Ultimately, the integration of AI in breast cancer care relies on trying to balance its use with keeping patient safety as the main aim. This means the aims of AI applications need to align with human judgement and clinical ethics.
2. Data Privacy
In recent years, there has been an increase in the usage of AI and digital technologies for breast cancer research, screening and treatment (Singh et al., 2024). Although there are multiple advantages, one of the crucial ethical issues that remains is data privacy protection. Mammography screening models’ databases consist of genetic sequences, private health information and sensitive medical images. Bad data handling can lead to data abuse, privacy issues and a decline in patient trust. To mitigate the problem, a whole gamut of factors must be considered, including the assessment of informed consent and ownership, implementation of strong breach defences, solving the difficulties of anonymisation and advancement of privacy-enhancing technology.

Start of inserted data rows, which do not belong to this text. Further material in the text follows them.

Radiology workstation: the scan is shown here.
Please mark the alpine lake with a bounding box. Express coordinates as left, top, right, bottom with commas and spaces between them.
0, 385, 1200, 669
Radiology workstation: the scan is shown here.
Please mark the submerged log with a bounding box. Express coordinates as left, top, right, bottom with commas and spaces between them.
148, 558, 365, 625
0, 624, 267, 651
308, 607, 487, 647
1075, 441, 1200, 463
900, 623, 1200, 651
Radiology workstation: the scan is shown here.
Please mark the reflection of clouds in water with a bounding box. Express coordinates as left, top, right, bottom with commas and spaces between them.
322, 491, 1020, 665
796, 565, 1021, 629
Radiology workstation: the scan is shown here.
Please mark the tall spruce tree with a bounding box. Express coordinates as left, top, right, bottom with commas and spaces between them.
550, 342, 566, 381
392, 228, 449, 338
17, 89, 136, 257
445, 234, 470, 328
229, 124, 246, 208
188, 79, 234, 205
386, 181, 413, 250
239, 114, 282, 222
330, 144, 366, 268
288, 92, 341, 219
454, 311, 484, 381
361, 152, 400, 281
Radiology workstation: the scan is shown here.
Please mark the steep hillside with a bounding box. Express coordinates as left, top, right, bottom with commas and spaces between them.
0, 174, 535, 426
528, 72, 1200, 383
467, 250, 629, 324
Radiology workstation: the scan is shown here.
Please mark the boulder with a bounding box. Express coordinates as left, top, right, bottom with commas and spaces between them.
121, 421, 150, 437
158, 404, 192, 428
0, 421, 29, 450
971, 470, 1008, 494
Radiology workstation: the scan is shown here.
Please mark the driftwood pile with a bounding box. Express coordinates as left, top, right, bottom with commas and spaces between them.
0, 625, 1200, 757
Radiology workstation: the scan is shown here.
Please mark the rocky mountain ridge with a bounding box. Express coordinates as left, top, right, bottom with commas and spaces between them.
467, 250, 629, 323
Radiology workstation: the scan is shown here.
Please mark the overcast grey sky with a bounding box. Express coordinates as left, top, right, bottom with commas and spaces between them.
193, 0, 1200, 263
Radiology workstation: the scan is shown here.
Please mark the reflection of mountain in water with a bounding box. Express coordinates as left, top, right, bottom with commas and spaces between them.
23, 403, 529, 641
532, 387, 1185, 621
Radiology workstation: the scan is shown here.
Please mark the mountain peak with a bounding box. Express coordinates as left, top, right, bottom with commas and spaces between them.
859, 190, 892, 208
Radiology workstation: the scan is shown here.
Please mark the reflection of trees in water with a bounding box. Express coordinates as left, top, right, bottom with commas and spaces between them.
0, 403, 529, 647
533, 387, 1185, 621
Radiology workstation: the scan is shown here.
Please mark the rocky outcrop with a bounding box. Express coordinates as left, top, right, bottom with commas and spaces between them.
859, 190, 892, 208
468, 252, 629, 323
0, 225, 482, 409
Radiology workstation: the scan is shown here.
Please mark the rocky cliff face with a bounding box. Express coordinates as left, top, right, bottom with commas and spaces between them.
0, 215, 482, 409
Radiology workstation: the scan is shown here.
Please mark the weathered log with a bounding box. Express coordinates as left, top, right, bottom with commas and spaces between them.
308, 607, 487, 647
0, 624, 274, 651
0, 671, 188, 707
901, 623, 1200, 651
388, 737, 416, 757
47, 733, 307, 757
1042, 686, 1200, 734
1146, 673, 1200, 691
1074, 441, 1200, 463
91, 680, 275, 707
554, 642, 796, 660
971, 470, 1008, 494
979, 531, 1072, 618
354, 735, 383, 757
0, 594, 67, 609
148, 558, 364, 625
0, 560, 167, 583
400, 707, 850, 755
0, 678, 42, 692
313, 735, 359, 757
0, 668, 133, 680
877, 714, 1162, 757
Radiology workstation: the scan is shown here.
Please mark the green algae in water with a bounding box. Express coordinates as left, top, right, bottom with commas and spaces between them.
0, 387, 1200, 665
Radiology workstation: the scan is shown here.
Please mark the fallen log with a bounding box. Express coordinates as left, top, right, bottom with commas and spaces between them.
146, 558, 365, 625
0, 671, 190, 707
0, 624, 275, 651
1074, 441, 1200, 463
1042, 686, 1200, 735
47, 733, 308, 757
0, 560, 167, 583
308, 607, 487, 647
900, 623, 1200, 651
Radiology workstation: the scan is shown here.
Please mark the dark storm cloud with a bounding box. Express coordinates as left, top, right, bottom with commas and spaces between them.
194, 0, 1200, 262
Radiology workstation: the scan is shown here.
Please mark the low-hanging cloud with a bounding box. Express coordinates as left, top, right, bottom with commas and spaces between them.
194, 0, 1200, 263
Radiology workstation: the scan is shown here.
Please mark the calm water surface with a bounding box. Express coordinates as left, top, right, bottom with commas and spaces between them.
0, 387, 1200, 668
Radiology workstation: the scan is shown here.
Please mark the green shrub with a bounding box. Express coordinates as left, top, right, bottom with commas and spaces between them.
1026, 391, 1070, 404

2.1 Informed Consent, Ownership and Data Governance
Standard consent forms in clinical environments may allow patient data to be used broadly, vaguely and without any specific definition, including for the use of future AI training. If consequences are not explained in the right way, the autonomy of the patient could be jeopardised (Carter et al., 2020). When there is a lack of transparency, consent becomes a mere formality rather than truly informed consent. Besides, patient data such as genomics or images may be used without the knowledge or awareness of the patient for the purpose of generating profits; hence, there are questions regarding data ownership rights and the division of profits (Milne et al., 2021).
The first step in creating good control over this matter is informing and gathering the consent of the subjects. User-friendly mechanisms such as dynamic consent would be particularly helpful, allowing individuals to adjust their choices at any given point. To ensure that data practices are in line with the expectations of patients, the trust of stakeholders is retained and ethical norms are upheld, ethical supervision by the institution review board, transparent polices and regulated data-sharing agreements should be implemented (Carter et al., 2020).

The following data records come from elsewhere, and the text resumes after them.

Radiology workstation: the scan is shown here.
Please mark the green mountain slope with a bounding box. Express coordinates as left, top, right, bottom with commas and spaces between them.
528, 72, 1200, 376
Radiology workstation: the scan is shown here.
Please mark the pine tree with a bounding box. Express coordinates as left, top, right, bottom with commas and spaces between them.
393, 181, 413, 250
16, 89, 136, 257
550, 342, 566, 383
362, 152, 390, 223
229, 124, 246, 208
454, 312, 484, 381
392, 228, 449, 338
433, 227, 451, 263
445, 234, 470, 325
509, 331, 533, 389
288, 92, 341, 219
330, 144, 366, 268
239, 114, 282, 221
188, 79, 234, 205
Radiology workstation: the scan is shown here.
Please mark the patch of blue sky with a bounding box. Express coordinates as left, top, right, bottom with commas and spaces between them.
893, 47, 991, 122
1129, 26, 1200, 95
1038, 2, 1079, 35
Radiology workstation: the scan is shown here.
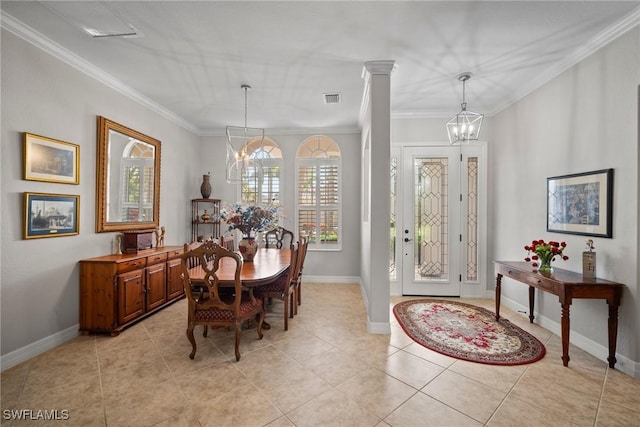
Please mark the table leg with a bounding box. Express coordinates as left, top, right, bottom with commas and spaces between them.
496, 273, 502, 320
561, 304, 571, 366
529, 286, 536, 323
607, 302, 618, 369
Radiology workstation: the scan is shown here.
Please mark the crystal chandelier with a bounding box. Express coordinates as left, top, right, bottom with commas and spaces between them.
226, 84, 264, 182
447, 73, 484, 145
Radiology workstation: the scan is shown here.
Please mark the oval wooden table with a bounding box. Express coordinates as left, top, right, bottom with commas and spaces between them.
189, 248, 291, 329
189, 248, 291, 288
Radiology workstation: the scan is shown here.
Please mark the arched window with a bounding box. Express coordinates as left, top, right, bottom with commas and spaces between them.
240, 137, 282, 206
119, 138, 155, 221
296, 135, 342, 250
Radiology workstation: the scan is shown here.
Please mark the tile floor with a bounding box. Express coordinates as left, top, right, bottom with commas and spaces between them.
1, 283, 640, 427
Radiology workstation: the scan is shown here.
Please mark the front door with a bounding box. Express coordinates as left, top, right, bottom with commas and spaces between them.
397, 146, 484, 296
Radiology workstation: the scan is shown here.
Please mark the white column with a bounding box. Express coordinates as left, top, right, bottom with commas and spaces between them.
361, 60, 395, 333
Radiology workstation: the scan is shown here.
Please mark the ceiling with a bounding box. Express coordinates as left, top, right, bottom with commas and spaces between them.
1, 0, 640, 135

2.2 Data Security and the Risk of Breaches
The datasets that underlie AI-supported breast cancer care, such as imaging files, genomic markers and personal histories, are extremely sensitive and vulnerable to exploitation by cybercriminals (Shabani et al., 2018). The ethical and legal principle of non-maleficence includes protecting a patient’s privacy. The unintended consequences of breaches of health data can result in identity theft, unwitting disclosure of genetic predispositions and economic discrimination in insurance and employment. AI in healthcare is often associated with private technology companies, raising the stakes on issues concerning data custody and security disposition (Milne et al., 2021). This is why security protocols, access controls, second sources of authentication, encryption, auditability and regulatory scrutiny must be enforced (National Data Guardian, 2016).

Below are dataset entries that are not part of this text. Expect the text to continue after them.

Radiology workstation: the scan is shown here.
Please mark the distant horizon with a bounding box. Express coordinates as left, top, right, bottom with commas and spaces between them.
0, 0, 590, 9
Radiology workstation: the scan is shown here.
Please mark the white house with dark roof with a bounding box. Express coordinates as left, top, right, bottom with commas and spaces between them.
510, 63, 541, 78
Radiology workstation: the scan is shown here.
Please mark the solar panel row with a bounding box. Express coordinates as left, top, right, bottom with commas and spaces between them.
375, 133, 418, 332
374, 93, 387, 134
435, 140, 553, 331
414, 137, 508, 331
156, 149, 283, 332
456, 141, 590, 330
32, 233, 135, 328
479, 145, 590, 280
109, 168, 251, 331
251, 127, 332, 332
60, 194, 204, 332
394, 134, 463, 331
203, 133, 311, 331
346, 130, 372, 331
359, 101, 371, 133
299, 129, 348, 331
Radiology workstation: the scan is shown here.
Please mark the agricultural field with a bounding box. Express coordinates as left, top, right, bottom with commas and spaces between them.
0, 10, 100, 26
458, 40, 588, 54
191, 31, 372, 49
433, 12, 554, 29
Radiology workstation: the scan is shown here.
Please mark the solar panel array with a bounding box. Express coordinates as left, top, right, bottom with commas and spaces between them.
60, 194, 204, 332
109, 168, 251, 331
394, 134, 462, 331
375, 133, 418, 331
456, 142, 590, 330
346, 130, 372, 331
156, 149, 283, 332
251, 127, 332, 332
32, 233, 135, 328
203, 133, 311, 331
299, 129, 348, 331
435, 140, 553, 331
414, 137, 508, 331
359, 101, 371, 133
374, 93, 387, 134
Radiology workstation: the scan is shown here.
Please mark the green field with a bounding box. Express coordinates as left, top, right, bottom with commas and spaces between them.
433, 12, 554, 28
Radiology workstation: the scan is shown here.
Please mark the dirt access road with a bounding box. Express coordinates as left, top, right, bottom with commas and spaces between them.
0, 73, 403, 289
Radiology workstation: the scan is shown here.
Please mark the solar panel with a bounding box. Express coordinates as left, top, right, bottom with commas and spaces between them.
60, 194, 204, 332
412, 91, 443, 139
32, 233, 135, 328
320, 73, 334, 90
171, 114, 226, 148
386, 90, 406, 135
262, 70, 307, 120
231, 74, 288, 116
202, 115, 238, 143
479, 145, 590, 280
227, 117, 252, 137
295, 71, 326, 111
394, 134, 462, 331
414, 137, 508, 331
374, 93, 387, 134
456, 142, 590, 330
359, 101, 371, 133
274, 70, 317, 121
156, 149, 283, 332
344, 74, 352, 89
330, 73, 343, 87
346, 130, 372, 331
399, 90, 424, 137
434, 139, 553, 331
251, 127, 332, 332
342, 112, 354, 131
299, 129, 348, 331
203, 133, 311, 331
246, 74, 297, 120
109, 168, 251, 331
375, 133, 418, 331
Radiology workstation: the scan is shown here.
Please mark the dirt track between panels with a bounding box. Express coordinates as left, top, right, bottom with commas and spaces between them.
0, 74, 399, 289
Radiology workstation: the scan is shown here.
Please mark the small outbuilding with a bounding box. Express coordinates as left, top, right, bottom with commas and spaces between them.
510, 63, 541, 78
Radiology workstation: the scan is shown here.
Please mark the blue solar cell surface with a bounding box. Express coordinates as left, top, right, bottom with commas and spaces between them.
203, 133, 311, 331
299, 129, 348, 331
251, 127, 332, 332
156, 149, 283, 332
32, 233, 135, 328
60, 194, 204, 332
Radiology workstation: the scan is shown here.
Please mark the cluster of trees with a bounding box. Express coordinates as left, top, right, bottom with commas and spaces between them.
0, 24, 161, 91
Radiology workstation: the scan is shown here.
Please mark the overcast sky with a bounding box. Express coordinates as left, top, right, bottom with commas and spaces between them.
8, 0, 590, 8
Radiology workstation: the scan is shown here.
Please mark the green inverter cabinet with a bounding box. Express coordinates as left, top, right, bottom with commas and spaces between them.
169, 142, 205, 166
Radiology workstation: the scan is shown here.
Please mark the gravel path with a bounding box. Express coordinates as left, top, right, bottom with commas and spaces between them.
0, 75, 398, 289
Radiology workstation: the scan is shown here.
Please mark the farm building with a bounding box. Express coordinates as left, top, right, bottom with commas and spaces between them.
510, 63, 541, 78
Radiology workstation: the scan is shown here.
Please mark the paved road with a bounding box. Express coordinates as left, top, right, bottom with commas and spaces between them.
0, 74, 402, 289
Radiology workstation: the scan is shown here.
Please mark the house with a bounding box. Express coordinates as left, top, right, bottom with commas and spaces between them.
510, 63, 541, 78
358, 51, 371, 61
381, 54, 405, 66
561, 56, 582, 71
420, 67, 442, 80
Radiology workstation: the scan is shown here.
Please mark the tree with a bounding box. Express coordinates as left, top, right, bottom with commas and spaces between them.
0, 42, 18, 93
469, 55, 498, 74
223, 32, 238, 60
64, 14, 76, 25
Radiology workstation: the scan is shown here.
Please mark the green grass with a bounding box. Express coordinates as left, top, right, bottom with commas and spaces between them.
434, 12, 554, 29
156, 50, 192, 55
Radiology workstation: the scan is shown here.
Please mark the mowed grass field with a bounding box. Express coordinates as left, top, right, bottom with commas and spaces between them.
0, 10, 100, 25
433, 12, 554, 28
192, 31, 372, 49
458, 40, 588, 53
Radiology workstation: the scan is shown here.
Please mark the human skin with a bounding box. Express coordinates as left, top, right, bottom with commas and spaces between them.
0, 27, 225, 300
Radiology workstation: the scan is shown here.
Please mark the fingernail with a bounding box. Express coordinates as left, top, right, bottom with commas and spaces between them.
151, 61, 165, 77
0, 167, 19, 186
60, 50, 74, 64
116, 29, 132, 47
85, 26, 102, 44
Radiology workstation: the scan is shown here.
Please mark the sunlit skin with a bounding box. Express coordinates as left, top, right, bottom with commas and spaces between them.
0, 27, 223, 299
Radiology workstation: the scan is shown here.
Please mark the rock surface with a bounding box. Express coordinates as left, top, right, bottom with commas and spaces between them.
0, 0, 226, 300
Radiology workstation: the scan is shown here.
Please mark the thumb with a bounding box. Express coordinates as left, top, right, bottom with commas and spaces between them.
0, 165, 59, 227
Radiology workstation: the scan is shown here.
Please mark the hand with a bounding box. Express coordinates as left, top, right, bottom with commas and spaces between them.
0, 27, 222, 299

2.3 Anonymisation, Re-identification and Privacy-Enhancing Technologies
Advancements in AI have reduced the effectiveness of anonymisation, which has been used to protect patient privacy for a long time. De-identified data can often be re-identified, especially when it comes to genomic or imaging datasets (Gymrek et al., 2013; Cohen et al., 2018). For example, mammographic images can often be re-identified with unique anatomical features that a typical de-identification process would miss, which provides a false sense of privacy protection. Privacy-enhancing technologies are now being seen as important tools to address privacy risks in breast cancer AI research. Federated learning enables data and subsequent models to remain decentralised and protected, as training can occur locally with sensitive institutional data, rather than a central pool of shared data that could become a security risk (Yang et al., 2019).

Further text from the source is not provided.